About the Book:
Jezebel and Delilah have plenty to teach contemporary Christian women, according to Bad Girls of the Bible and What We Can Learn from Them. In this self-help book, Liz Curtis Higgs tells fictionalized, contemporary stories based on the lives of biblical characters including Eve, Potiphar's Wife, and the Woman at the Well. In verse-by-verse commentary, Higgs summarizes each life's lessons and provides a list of questions for personal consideration or group discussion. The overall message of each chapter is the same: "Good Girls and Bad Girls both need a Savior. The goodness of your present life can't open the doors of heaven for you. The badness of your past life can't keep you out either." In its effort to turn readers' minds heavenward, Bad Girls draws a distinction between fun and joy.
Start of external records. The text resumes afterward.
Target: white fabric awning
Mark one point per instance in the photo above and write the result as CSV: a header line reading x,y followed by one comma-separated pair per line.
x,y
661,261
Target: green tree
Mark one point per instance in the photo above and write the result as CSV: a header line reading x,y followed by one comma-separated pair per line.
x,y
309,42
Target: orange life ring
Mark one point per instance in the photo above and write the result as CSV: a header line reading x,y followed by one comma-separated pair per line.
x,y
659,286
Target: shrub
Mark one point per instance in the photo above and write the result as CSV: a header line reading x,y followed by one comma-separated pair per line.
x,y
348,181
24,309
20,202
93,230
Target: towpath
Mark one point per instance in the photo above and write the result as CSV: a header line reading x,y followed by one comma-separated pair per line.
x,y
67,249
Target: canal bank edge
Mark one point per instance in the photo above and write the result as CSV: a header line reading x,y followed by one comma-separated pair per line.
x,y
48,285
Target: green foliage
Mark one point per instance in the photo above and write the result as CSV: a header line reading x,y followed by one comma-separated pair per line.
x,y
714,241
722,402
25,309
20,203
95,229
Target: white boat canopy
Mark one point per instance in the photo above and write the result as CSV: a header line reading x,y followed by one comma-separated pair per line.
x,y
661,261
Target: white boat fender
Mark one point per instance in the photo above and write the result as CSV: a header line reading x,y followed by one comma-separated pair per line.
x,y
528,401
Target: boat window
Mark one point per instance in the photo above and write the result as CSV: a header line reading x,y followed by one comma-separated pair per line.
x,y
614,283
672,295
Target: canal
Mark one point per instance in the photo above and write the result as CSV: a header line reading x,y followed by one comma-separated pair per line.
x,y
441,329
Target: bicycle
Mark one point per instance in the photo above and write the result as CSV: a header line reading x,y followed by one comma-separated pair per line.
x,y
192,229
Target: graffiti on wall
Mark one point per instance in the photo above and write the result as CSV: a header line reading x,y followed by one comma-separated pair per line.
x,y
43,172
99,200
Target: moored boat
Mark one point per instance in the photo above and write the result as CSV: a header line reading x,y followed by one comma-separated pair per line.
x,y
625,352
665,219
Associated with "fleshly pleasures," fun "is temporary at best; it's risky, even dangerous, at worst." Joy, on the other hand, is found in God's "gift of grace." Perhaps the book's greatest weakness is its inability to see that "fun," in many lives, is a holy and necessary means of attaining "joy." --
I really liked this look at some of the "bad" girls of the Bible. Liz Curtis Higgs begins the book by telling the story of a modern-day "bad" girl--herself, and then takes us through chapters on Eve, Lott's Wife, Potiphar's Wife, the woman at the well, Delilah, Sapphira, Rahab, Jezebal, Michal and the woman who washed Jesus' feet. Higgs takes the story of each of these Biblical women and translates it into a story set in the modern world. Eve is a young Savannah deb whose father has a beautiful garden, which contains a gazebo he has told her and her fiancee they are never to enter. Some slick guy convinces her to go in there, and while there, seduces her. Potiphar's wife is the trophy wife of a corporate executive. Lot's wife lives under Mt. St. Helen's and doesn't want to leave her home. The woman at the well is a barmaid. Rahab is a prostitute in San Francisco. After telling the modern story, Higgs takes the Biblical story verse by verse and talks about it, girlfriend to girlfriend. She talks about Potiphar's wife probably being bored, too idle. She mentions that the woman at the well was a social reject--and also that her decision to have so many husbands was probably and economic one. She calls Jezebel a "Queen with attitude".
Higgs concludes each chapter with lessons we can learn from the "bad girl", and some "Good Girl Thoughts Worth Considering", which are basically reflection/discussion questions.
Higgs is not Catholic so specifically Catholic interpretations are, of course, missing. There is mention of repenting from your sins, for example, but nothing about going to confession. Still, I don't recall anything that was particularly anti-Catholic.
I'd like to thank the publisher from making a review copy available via their Blogging for Books program. Grade: A.